General characteristics
- Type: Patrol vessel
- Tonnage: 48 Gross register tons
- Length: 78 ft 8 in (23.98 m)
- Beam: 12 ft 6 in (3.81 m)
- Draft: 4 ft (1.2 m)
- Speed: 12.7 knots
- Complement: 15
- Armament: 1 × 1-pounder gun; 1 × machine gun;

= USS Shur =

Patrol vessel of the United States Navy

USS Shur (SP-782) was a United States Navy patrol vessel in commission from 1917 to 1919.

Shur was built as the private motorboat Tyche in 1906 by Murray and Tregurtha at South Boston, Massachusetts. She later was renamed Shur.

On 11 June 1917, the U.S. Navy acquired Shur from her owner, F. W. Pollard of Boston, Massachusetts, for use as a section patrol boat during World War I. She was commissioned on 22 June 1917 as USS Shur (SP-782).

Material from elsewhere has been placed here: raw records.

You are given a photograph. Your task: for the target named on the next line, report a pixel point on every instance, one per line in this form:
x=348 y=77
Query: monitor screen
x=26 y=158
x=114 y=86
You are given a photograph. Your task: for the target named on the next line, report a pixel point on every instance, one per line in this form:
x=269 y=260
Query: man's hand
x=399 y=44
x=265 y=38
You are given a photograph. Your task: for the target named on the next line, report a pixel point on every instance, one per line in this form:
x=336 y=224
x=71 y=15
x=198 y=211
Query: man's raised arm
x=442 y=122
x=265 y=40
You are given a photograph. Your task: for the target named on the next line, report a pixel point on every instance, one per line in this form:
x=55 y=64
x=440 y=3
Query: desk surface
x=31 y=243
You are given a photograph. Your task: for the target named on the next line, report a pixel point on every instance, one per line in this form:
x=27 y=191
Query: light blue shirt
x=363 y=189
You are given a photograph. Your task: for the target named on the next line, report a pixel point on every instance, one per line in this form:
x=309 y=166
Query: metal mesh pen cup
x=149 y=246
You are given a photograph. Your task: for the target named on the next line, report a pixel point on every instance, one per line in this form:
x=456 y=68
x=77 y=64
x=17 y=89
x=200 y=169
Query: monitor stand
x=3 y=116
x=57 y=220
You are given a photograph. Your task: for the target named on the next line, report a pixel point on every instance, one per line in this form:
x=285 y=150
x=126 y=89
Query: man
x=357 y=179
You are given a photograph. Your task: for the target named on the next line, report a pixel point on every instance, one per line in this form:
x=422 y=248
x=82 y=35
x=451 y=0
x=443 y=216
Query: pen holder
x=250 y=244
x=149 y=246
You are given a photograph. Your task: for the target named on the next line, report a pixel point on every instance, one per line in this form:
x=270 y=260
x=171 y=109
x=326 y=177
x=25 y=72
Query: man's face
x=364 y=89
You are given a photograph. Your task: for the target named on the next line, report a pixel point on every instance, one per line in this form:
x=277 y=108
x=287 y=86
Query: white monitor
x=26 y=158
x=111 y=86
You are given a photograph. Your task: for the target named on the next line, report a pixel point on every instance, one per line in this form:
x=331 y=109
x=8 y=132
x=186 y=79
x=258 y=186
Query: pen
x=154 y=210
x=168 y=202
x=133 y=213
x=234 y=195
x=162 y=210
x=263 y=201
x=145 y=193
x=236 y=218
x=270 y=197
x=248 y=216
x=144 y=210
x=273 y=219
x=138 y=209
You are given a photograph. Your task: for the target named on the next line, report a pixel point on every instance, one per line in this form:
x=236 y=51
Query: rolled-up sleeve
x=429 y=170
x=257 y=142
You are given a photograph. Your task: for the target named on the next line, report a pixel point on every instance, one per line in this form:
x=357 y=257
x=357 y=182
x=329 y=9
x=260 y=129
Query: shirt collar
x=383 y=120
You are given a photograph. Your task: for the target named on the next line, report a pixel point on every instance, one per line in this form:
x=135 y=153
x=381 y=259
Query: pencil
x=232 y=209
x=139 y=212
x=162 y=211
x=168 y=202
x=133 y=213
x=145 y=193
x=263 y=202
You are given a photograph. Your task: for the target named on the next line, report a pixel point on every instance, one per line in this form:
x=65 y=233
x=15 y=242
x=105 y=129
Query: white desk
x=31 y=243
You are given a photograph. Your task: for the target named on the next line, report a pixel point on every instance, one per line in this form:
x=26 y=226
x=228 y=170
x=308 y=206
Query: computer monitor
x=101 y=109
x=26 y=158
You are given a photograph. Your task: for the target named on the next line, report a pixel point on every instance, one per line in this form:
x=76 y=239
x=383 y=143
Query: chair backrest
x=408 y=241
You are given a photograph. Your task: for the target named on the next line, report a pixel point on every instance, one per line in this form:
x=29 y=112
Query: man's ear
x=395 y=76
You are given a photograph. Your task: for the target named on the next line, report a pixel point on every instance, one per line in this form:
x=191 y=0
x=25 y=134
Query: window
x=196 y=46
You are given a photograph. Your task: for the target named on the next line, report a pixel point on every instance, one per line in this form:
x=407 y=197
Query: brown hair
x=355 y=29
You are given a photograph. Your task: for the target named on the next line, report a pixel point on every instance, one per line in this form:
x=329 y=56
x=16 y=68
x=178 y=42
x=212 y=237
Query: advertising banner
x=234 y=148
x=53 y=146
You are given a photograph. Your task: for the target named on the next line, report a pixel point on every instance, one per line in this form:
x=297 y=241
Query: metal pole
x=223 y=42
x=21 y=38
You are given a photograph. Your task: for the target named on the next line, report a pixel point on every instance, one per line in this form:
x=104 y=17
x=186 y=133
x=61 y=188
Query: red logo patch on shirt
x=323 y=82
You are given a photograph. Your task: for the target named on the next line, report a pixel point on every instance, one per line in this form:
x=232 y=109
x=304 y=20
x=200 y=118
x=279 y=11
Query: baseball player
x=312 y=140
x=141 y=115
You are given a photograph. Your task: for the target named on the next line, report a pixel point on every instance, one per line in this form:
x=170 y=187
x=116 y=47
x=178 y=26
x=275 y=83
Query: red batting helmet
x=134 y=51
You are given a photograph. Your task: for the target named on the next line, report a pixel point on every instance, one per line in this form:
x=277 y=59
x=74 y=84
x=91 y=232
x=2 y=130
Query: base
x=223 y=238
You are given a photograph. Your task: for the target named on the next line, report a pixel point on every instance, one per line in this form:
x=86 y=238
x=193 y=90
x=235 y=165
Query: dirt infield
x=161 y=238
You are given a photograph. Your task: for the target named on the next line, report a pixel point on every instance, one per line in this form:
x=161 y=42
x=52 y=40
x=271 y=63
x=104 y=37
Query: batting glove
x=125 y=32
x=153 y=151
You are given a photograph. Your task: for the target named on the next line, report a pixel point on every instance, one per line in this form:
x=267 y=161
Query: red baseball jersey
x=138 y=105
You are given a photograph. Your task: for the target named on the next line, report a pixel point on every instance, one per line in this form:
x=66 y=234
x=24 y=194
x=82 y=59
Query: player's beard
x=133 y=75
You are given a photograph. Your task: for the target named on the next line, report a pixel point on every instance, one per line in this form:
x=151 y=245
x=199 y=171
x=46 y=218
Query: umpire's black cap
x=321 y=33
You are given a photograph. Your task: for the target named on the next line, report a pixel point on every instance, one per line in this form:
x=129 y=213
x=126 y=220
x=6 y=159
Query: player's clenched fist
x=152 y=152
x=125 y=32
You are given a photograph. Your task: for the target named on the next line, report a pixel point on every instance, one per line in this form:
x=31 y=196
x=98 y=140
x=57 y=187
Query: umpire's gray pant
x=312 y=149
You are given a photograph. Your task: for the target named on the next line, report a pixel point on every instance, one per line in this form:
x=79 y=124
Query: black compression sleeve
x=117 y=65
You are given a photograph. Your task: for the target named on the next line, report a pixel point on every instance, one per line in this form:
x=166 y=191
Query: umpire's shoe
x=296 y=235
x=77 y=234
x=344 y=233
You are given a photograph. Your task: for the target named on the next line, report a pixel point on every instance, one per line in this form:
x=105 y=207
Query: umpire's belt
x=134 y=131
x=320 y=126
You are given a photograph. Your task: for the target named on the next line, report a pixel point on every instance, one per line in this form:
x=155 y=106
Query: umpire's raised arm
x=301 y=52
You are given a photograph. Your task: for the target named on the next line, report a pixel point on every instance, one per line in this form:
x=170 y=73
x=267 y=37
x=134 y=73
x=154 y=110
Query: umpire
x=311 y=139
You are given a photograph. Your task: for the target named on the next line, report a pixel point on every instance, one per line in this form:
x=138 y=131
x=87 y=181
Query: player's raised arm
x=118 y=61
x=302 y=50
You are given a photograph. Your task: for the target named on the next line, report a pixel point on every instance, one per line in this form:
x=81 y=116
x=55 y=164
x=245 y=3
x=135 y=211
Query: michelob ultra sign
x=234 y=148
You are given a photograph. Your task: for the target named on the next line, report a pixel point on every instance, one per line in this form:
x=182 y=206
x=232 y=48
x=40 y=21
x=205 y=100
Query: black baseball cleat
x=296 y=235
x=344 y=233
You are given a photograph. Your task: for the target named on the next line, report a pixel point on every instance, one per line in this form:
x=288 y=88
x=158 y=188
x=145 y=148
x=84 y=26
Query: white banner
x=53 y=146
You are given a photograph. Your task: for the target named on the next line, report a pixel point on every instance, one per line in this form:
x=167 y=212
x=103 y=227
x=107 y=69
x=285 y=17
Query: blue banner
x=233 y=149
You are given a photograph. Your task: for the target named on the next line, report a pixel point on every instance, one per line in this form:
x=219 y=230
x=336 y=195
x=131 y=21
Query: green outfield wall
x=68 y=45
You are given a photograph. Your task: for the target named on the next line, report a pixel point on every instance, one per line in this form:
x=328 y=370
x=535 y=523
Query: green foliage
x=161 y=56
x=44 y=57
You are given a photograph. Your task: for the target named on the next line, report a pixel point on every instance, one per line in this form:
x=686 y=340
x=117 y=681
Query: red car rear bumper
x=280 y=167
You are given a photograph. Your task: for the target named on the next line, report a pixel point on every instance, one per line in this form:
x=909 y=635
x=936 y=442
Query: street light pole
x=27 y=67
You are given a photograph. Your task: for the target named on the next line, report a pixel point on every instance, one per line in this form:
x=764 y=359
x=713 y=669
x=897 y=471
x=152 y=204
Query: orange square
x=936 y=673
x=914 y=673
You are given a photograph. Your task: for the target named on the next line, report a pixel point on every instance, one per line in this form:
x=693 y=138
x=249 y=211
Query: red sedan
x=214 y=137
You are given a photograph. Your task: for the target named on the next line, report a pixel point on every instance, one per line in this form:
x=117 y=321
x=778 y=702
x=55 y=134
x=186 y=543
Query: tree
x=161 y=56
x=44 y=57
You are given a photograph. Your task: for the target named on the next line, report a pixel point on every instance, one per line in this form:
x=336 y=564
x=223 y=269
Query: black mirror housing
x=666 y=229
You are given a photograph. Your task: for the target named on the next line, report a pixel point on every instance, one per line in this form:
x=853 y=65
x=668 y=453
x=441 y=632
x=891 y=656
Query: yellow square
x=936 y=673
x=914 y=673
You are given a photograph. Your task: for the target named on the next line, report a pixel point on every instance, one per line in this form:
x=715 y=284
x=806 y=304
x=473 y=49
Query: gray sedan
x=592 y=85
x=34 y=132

Assigned to the 1st Naval District in northern New England, Shur carried out patrol duties for the rest of World War I and into January 1919.

Shur was decommissioned on 16 January 1919 and stricken from the Navy List on 18 September 1919. She was sold to William H. Browning of New York City on 4 December 1919.